The company also noted that its supply chain emissions from its contracted manufacturers and suppliers actually grew by 25 percent because of “an Asia-Pacific supply chain operating on grids that remain undersupplied with carbon-free energy.”
The carbon-free energy goal
Google has been matching 100 percent of its electricity consumption with renewable energy purchases every year across its global operations, a practice that it has adopted for nine years running. In 2025, the company’s purchase agreements encompassing 12 gigawatts of “net-new clean energy” represented the largest annual total in the company’s history.
But it also acknowledged that companies can merely claim to rely on 100 percent renewable power while still using power generated by fossil fuels in local power grids.
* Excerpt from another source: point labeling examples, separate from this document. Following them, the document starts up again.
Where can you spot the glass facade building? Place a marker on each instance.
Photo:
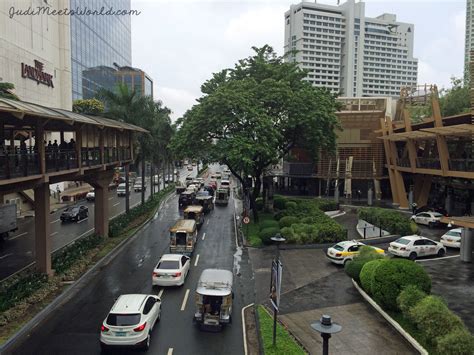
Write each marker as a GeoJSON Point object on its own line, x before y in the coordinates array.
{"type": "Point", "coordinates": [97, 42]}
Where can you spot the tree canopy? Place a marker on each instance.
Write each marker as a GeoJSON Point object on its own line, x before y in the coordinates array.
{"type": "Point", "coordinates": [252, 115]}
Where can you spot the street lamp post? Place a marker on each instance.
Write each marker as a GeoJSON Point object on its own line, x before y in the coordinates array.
{"type": "Point", "coordinates": [326, 327]}
{"type": "Point", "coordinates": [277, 239]}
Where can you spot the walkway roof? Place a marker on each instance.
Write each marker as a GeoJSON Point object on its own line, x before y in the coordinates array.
{"type": "Point", "coordinates": [20, 109]}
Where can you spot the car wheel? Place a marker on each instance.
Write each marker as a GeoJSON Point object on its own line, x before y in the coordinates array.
{"type": "Point", "coordinates": [146, 345]}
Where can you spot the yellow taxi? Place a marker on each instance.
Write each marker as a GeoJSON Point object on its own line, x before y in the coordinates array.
{"type": "Point", "coordinates": [343, 252]}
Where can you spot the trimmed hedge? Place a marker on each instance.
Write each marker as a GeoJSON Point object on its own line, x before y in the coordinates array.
{"type": "Point", "coordinates": [434, 319]}
{"type": "Point", "coordinates": [409, 298]}
{"type": "Point", "coordinates": [387, 219]}
{"type": "Point", "coordinates": [391, 277]}
{"type": "Point", "coordinates": [366, 254]}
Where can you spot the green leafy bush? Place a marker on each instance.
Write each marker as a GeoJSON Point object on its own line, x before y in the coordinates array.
{"type": "Point", "coordinates": [457, 342]}
{"type": "Point", "coordinates": [354, 267]}
{"type": "Point", "coordinates": [387, 219]}
{"type": "Point", "coordinates": [409, 298]}
{"type": "Point", "coordinates": [287, 221]}
{"type": "Point", "coordinates": [391, 277]}
{"type": "Point", "coordinates": [433, 318]}
{"type": "Point", "coordinates": [68, 256]}
{"type": "Point", "coordinates": [268, 223]}
{"type": "Point", "coordinates": [367, 274]}
{"type": "Point", "coordinates": [267, 233]}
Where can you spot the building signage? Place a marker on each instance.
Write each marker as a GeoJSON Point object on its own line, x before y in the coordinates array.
{"type": "Point", "coordinates": [37, 74]}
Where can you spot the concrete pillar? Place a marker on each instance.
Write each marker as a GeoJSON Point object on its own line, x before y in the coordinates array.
{"type": "Point", "coordinates": [101, 209]}
{"type": "Point", "coordinates": [466, 245]}
{"type": "Point", "coordinates": [42, 229]}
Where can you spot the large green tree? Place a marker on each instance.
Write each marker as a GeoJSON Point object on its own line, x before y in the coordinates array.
{"type": "Point", "coordinates": [252, 115]}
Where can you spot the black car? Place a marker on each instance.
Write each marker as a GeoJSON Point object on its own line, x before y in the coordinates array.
{"type": "Point", "coordinates": [75, 213]}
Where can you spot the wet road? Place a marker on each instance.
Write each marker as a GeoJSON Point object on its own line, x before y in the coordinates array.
{"type": "Point", "coordinates": [74, 327]}
{"type": "Point", "coordinates": [19, 250]}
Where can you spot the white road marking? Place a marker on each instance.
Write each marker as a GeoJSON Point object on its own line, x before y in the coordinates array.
{"type": "Point", "coordinates": [183, 306]}
{"type": "Point", "coordinates": [435, 259]}
{"type": "Point", "coordinates": [18, 236]}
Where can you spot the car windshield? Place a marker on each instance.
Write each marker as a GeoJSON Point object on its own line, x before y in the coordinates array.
{"type": "Point", "coordinates": [168, 265]}
{"type": "Point", "coordinates": [123, 319]}
{"type": "Point", "coordinates": [402, 241]}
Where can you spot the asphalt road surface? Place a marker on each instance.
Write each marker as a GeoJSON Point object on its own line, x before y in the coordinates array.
{"type": "Point", "coordinates": [19, 250]}
{"type": "Point", "coordinates": [74, 327]}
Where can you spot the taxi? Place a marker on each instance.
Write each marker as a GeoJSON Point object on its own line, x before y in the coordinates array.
{"type": "Point", "coordinates": [343, 252]}
{"type": "Point", "coordinates": [413, 246]}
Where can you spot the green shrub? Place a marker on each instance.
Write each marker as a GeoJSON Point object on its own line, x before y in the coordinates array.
{"type": "Point", "coordinates": [367, 274]}
{"type": "Point", "coordinates": [268, 223]}
{"type": "Point", "coordinates": [457, 342]}
{"type": "Point", "coordinates": [409, 298]}
{"type": "Point", "coordinates": [287, 221]}
{"type": "Point", "coordinates": [279, 202]}
{"type": "Point", "coordinates": [391, 277]}
{"type": "Point", "coordinates": [354, 267]}
{"type": "Point", "coordinates": [267, 233]}
{"type": "Point", "coordinates": [433, 318]}
{"type": "Point", "coordinates": [389, 220]}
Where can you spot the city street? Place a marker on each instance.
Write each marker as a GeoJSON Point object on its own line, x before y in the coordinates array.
{"type": "Point", "coordinates": [74, 327]}
{"type": "Point", "coordinates": [18, 251]}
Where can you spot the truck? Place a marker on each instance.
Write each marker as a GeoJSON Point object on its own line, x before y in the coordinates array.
{"type": "Point", "coordinates": [7, 220]}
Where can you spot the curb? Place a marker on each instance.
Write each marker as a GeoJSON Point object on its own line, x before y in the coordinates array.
{"type": "Point", "coordinates": [392, 322]}
{"type": "Point", "coordinates": [75, 287]}
{"type": "Point", "coordinates": [244, 330]}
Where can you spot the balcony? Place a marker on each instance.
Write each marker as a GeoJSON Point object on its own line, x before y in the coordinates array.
{"type": "Point", "coordinates": [298, 168]}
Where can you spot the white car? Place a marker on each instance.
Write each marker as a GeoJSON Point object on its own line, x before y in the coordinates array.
{"type": "Point", "coordinates": [452, 238]}
{"type": "Point", "coordinates": [130, 321]}
{"type": "Point", "coordinates": [413, 246]}
{"type": "Point", "coordinates": [90, 196]}
{"type": "Point", "coordinates": [431, 219]}
{"type": "Point", "coordinates": [171, 270]}
{"type": "Point", "coordinates": [343, 252]}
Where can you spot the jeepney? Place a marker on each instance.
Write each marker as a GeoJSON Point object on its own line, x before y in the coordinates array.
{"type": "Point", "coordinates": [222, 197]}
{"type": "Point", "coordinates": [183, 237]}
{"type": "Point", "coordinates": [214, 299]}
{"type": "Point", "coordinates": [196, 213]}
{"type": "Point", "coordinates": [206, 201]}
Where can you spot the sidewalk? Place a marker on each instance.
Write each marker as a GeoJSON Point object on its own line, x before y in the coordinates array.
{"type": "Point", "coordinates": [311, 287]}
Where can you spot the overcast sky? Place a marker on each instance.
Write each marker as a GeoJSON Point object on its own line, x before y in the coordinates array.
{"type": "Point", "coordinates": [180, 43]}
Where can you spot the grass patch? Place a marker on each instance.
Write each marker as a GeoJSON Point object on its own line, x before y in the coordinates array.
{"type": "Point", "coordinates": [285, 344]}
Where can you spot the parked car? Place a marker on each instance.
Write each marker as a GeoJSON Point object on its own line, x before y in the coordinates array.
{"type": "Point", "coordinates": [75, 213]}
{"type": "Point", "coordinates": [90, 196]}
{"type": "Point", "coordinates": [343, 252]}
{"type": "Point", "coordinates": [130, 321]}
{"type": "Point", "coordinates": [171, 270]}
{"type": "Point", "coordinates": [138, 186]}
{"type": "Point", "coordinates": [413, 246]}
{"type": "Point", "coordinates": [452, 238]}
{"type": "Point", "coordinates": [431, 219]}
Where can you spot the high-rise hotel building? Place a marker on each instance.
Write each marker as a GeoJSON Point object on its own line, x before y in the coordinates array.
{"type": "Point", "coordinates": [349, 53]}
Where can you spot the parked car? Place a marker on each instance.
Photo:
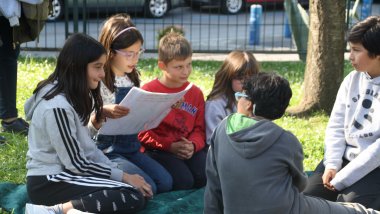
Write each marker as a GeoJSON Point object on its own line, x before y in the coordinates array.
{"type": "Point", "coordinates": [235, 6]}
{"type": "Point", "coordinates": [151, 8]}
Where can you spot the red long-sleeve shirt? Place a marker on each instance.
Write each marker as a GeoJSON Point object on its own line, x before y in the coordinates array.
{"type": "Point", "coordinates": [186, 121]}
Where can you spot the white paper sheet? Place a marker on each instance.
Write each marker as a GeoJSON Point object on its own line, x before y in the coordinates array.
{"type": "Point", "coordinates": [146, 111]}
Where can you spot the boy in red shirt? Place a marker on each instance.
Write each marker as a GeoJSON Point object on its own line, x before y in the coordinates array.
{"type": "Point", "coordinates": [178, 142]}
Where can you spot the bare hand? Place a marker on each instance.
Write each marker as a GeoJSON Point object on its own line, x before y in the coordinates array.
{"type": "Point", "coordinates": [140, 183]}
{"type": "Point", "coordinates": [183, 149]}
{"type": "Point", "coordinates": [114, 111]}
{"type": "Point", "coordinates": [328, 175]}
{"type": "Point", "coordinates": [178, 103]}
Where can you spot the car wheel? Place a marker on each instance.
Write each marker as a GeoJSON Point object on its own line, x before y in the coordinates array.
{"type": "Point", "coordinates": [231, 6]}
{"type": "Point", "coordinates": [57, 10]}
{"type": "Point", "coordinates": [156, 8]}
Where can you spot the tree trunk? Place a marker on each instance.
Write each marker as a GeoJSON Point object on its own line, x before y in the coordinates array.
{"type": "Point", "coordinates": [325, 57]}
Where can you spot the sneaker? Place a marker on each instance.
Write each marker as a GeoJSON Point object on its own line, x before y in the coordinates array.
{"type": "Point", "coordinates": [75, 211]}
{"type": "Point", "coordinates": [17, 126]}
{"type": "Point", "coordinates": [40, 209]}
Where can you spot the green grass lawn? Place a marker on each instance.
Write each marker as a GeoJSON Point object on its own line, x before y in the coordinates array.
{"type": "Point", "coordinates": [309, 131]}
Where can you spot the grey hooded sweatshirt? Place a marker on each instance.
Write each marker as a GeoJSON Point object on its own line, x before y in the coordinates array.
{"type": "Point", "coordinates": [59, 143]}
{"type": "Point", "coordinates": [259, 170]}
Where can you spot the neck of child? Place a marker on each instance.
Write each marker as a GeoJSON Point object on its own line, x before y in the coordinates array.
{"type": "Point", "coordinates": [170, 83]}
{"type": "Point", "coordinates": [117, 72]}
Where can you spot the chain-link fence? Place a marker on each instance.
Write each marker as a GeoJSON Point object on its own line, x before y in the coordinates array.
{"type": "Point", "coordinates": [208, 27]}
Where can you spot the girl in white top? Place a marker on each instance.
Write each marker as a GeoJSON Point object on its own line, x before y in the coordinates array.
{"type": "Point", "coordinates": [350, 170]}
{"type": "Point", "coordinates": [238, 66]}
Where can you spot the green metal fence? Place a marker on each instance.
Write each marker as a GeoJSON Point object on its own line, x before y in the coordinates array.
{"type": "Point", "coordinates": [208, 27]}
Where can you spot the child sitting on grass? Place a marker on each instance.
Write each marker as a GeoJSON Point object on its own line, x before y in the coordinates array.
{"type": "Point", "coordinates": [255, 166]}
{"type": "Point", "coordinates": [178, 142]}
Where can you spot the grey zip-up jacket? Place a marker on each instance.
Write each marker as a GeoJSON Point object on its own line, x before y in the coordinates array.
{"type": "Point", "coordinates": [58, 141]}
{"type": "Point", "coordinates": [258, 169]}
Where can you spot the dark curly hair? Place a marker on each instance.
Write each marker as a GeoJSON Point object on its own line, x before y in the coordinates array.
{"type": "Point", "coordinates": [270, 93]}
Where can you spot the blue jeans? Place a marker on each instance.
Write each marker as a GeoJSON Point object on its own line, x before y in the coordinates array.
{"type": "Point", "coordinates": [8, 71]}
{"type": "Point", "coordinates": [186, 174]}
{"type": "Point", "coordinates": [124, 149]}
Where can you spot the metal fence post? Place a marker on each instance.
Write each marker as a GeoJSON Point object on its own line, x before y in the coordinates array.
{"type": "Point", "coordinates": [255, 24]}
{"type": "Point", "coordinates": [287, 30]}
{"type": "Point", "coordinates": [366, 9]}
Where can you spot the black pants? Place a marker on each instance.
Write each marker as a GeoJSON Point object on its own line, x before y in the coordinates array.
{"type": "Point", "coordinates": [86, 194]}
{"type": "Point", "coordinates": [8, 71]}
{"type": "Point", "coordinates": [186, 174]}
{"type": "Point", "coordinates": [366, 191]}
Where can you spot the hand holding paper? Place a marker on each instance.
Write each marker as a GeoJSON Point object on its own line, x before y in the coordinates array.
{"type": "Point", "coordinates": [146, 111]}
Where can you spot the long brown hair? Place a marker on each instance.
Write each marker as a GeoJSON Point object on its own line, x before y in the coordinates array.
{"type": "Point", "coordinates": [70, 76]}
{"type": "Point", "coordinates": [112, 40]}
{"type": "Point", "coordinates": [237, 65]}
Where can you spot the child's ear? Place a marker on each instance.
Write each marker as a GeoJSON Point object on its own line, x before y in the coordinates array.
{"type": "Point", "coordinates": [249, 106]}
{"type": "Point", "coordinates": [161, 65]}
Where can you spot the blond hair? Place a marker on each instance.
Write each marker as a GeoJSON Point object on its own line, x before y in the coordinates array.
{"type": "Point", "coordinates": [173, 46]}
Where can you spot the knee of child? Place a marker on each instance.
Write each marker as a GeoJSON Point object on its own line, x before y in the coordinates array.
{"type": "Point", "coordinates": [165, 185]}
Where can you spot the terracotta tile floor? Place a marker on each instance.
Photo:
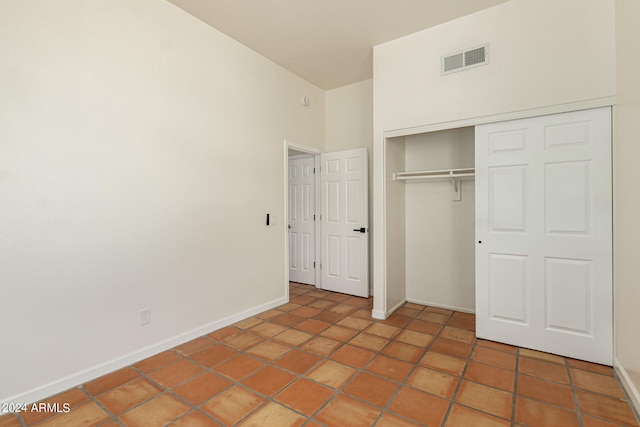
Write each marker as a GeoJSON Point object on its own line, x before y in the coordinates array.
{"type": "Point", "coordinates": [321, 360]}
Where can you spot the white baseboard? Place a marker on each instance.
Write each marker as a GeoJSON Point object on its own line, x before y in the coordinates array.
{"type": "Point", "coordinates": [629, 386]}
{"type": "Point", "coordinates": [445, 306]}
{"type": "Point", "coordinates": [79, 378]}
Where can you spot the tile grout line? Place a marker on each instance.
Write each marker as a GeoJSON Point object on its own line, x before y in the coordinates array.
{"type": "Point", "coordinates": [459, 385]}
{"type": "Point", "coordinates": [514, 399]}
{"type": "Point", "coordinates": [573, 392]}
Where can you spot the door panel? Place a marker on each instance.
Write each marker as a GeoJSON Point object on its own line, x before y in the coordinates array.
{"type": "Point", "coordinates": [543, 226]}
{"type": "Point", "coordinates": [301, 221]}
{"type": "Point", "coordinates": [345, 249]}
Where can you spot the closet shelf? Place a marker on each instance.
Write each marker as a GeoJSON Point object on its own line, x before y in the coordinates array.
{"type": "Point", "coordinates": [453, 174]}
{"type": "Point", "coordinates": [434, 174]}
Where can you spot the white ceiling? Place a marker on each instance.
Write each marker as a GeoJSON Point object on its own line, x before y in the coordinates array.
{"type": "Point", "coordinates": [326, 42]}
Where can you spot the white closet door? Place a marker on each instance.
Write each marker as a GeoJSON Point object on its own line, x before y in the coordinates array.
{"type": "Point", "coordinates": [345, 232]}
{"type": "Point", "coordinates": [544, 234]}
{"type": "Point", "coordinates": [301, 221]}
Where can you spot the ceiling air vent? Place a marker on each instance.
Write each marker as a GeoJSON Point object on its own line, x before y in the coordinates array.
{"type": "Point", "coordinates": [466, 59]}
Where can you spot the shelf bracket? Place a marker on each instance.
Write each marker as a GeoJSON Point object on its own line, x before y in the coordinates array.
{"type": "Point", "coordinates": [456, 188]}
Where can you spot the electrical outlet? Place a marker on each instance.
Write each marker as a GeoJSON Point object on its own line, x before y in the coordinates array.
{"type": "Point", "coordinates": [145, 316]}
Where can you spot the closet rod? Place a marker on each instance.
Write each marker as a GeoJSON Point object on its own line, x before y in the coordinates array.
{"type": "Point", "coordinates": [434, 174]}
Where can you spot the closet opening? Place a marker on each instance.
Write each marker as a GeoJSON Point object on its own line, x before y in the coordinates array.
{"type": "Point", "coordinates": [430, 226]}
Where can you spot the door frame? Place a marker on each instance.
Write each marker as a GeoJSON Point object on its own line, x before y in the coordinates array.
{"type": "Point", "coordinates": [315, 153]}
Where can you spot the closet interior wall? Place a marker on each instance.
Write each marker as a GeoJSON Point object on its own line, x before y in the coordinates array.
{"type": "Point", "coordinates": [440, 232]}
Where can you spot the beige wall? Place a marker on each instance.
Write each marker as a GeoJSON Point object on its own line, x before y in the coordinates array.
{"type": "Point", "coordinates": [566, 65]}
{"type": "Point", "coordinates": [140, 150]}
{"type": "Point", "coordinates": [626, 154]}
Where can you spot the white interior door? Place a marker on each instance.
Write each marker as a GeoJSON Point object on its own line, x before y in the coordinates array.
{"type": "Point", "coordinates": [302, 258]}
{"type": "Point", "coordinates": [345, 225]}
{"type": "Point", "coordinates": [544, 234]}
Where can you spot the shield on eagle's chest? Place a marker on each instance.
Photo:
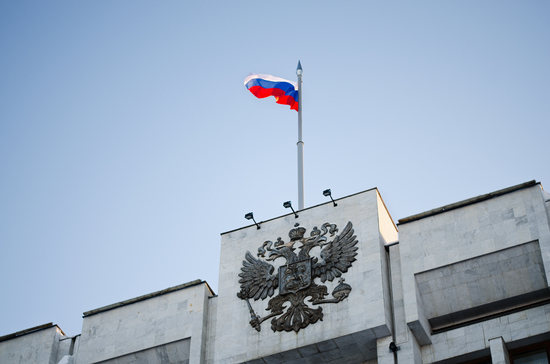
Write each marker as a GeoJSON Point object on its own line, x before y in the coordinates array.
{"type": "Point", "coordinates": [294, 277]}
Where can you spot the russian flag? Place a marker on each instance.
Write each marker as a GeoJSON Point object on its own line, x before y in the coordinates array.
{"type": "Point", "coordinates": [284, 91]}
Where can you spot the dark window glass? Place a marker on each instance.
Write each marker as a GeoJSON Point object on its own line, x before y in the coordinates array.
{"type": "Point", "coordinates": [532, 357]}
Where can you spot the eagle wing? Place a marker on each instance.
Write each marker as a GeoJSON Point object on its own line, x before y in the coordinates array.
{"type": "Point", "coordinates": [337, 255]}
{"type": "Point", "coordinates": [257, 279]}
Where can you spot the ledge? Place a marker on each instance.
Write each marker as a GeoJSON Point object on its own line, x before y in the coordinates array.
{"type": "Point", "coordinates": [467, 202]}
{"type": "Point", "coordinates": [147, 296]}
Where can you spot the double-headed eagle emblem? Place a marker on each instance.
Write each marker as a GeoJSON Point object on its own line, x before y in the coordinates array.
{"type": "Point", "coordinates": [295, 279]}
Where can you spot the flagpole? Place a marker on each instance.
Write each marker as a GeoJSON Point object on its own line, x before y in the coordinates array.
{"type": "Point", "coordinates": [300, 143]}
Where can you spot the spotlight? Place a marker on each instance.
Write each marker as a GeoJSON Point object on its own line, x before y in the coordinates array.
{"type": "Point", "coordinates": [289, 205]}
{"type": "Point", "coordinates": [250, 216]}
{"type": "Point", "coordinates": [328, 193]}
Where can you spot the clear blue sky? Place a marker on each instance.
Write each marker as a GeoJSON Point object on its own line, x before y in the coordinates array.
{"type": "Point", "coordinates": [128, 141]}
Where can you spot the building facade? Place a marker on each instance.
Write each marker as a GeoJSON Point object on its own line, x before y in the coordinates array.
{"type": "Point", "coordinates": [342, 283]}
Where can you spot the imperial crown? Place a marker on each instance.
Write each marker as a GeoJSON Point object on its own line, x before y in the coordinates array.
{"type": "Point", "coordinates": [297, 233]}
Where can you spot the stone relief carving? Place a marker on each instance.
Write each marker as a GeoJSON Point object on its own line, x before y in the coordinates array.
{"type": "Point", "coordinates": [295, 279]}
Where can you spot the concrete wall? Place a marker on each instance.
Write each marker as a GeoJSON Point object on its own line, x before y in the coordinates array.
{"type": "Point", "coordinates": [365, 311]}
{"type": "Point", "coordinates": [145, 324]}
{"type": "Point", "coordinates": [501, 243]}
{"type": "Point", "coordinates": [40, 347]}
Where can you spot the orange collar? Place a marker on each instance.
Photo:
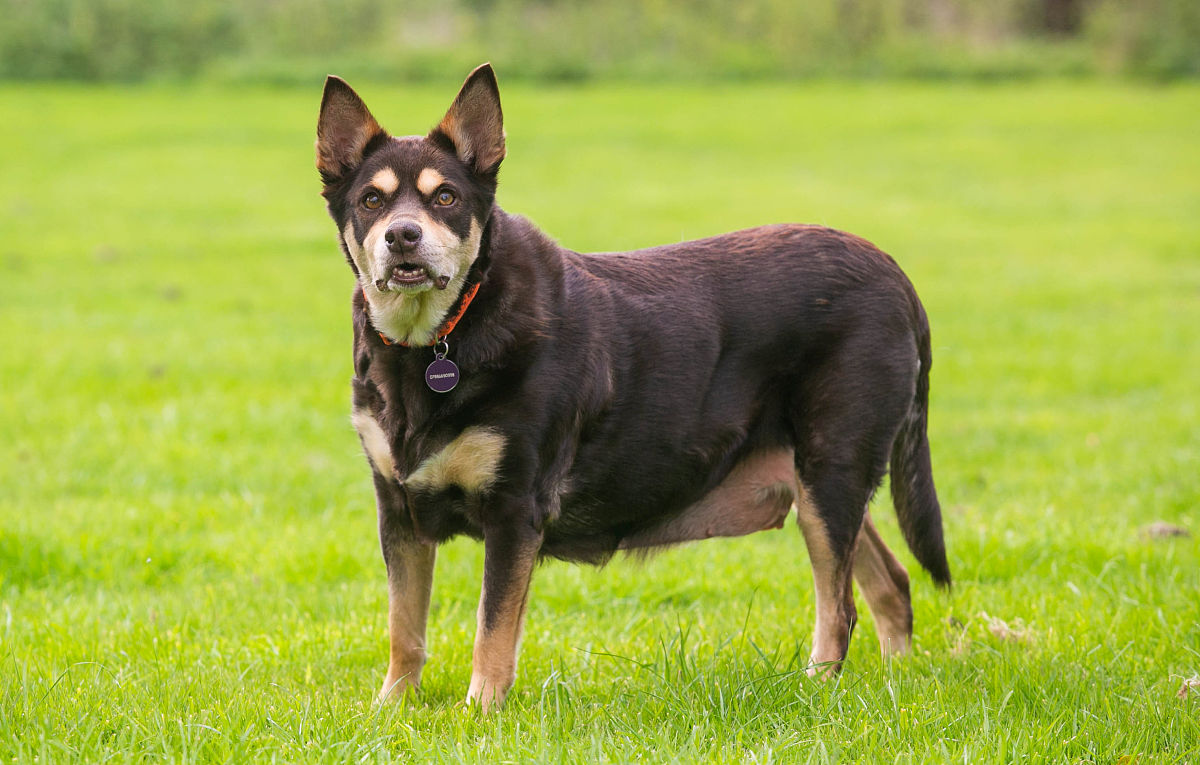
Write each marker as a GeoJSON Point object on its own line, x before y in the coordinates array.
{"type": "Point", "coordinates": [447, 326]}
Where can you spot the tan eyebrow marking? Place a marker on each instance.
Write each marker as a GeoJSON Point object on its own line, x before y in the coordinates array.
{"type": "Point", "coordinates": [429, 181]}
{"type": "Point", "coordinates": [385, 180]}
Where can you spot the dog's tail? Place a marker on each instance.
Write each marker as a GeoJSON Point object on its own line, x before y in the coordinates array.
{"type": "Point", "coordinates": [912, 474]}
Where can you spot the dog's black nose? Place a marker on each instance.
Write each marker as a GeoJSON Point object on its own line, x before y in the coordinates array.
{"type": "Point", "coordinates": [403, 235]}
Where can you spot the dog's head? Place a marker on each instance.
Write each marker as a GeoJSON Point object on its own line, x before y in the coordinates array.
{"type": "Point", "coordinates": [411, 210]}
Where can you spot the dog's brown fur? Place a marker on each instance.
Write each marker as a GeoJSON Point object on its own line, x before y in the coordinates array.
{"type": "Point", "coordinates": [617, 401]}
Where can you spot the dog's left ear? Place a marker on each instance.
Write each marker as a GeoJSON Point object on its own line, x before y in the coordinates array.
{"type": "Point", "coordinates": [474, 125]}
{"type": "Point", "coordinates": [343, 130]}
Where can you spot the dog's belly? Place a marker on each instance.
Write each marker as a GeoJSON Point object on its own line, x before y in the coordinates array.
{"type": "Point", "coordinates": [756, 494]}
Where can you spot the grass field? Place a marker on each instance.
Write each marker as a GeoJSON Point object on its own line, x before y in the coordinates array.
{"type": "Point", "coordinates": [189, 566]}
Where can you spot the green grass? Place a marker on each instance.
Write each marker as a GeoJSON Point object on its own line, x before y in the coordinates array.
{"type": "Point", "coordinates": [189, 570]}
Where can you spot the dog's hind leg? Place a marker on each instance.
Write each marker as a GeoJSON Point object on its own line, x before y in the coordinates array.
{"type": "Point", "coordinates": [885, 584]}
{"type": "Point", "coordinates": [832, 553]}
{"type": "Point", "coordinates": [510, 550]}
{"type": "Point", "coordinates": [409, 584]}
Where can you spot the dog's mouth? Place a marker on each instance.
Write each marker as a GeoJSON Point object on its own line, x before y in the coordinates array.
{"type": "Point", "coordinates": [411, 275]}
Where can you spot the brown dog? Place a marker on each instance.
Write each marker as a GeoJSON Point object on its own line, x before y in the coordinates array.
{"type": "Point", "coordinates": [565, 404]}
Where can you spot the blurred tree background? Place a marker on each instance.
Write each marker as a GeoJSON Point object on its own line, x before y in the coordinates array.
{"type": "Point", "coordinates": [575, 40]}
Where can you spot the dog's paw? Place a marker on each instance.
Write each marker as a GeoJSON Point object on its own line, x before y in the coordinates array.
{"type": "Point", "coordinates": [485, 693]}
{"type": "Point", "coordinates": [394, 690]}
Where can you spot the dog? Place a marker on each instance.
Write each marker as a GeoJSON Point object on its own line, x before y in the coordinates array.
{"type": "Point", "coordinates": [552, 403]}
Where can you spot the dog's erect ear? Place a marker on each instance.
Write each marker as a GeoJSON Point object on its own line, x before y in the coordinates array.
{"type": "Point", "coordinates": [343, 130]}
{"type": "Point", "coordinates": [475, 124]}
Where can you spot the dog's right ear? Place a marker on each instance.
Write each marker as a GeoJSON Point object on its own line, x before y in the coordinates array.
{"type": "Point", "coordinates": [343, 130]}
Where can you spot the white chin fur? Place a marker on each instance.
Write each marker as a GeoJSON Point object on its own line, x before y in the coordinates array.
{"type": "Point", "coordinates": [412, 314]}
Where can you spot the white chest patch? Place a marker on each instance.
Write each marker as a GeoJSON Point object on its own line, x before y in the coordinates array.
{"type": "Point", "coordinates": [471, 462]}
{"type": "Point", "coordinates": [375, 443]}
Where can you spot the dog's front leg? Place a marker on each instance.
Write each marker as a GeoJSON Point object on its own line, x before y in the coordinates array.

Accordingly, Google says it has renewed its emphasis on a “24/7 carbon-free energy ambition” that gets into more granular accounting by focusing on certificates representing hourly and local matches for clean energy.
To its credit, Google has become one of the world’s largest investors in clean energy technology, according to Michael Thomas, CEO of the Cleanview data platform that tracks renewable energy and data center projects. But his analysis of Google’s data center power strategy suggests that Google has pivoted to an “Everything Everywhere All at Once” strategy that encompasses everything from renewables to natural gas generation.
Google’s broader investments include efforts to commercialize “advanced nuclear, fusion energy, enhanced geothermal, long-duration energy storage, and natural gas with carbon capture and storage.” The company’s sustainability report highlighted investments of more than $3.8 billion between 2010 and 2025 that are expected to bring 7.5 gigawatts of clean energy online.
However, in an April 2026 newsletter, Thomas pointed to Google’s $40 billion investment in Texas data centers as including a campus potentially powered by a 933-megawatt natural gas power plant without carbon capture technology. The natural gas plant’s turbines could produce 4.5 million tons of carbon dioxide annually.
A Google spokesperson told Thomas that the company has not yet signed an agreement for how much power Google’s data center might draw from the natural gas plant.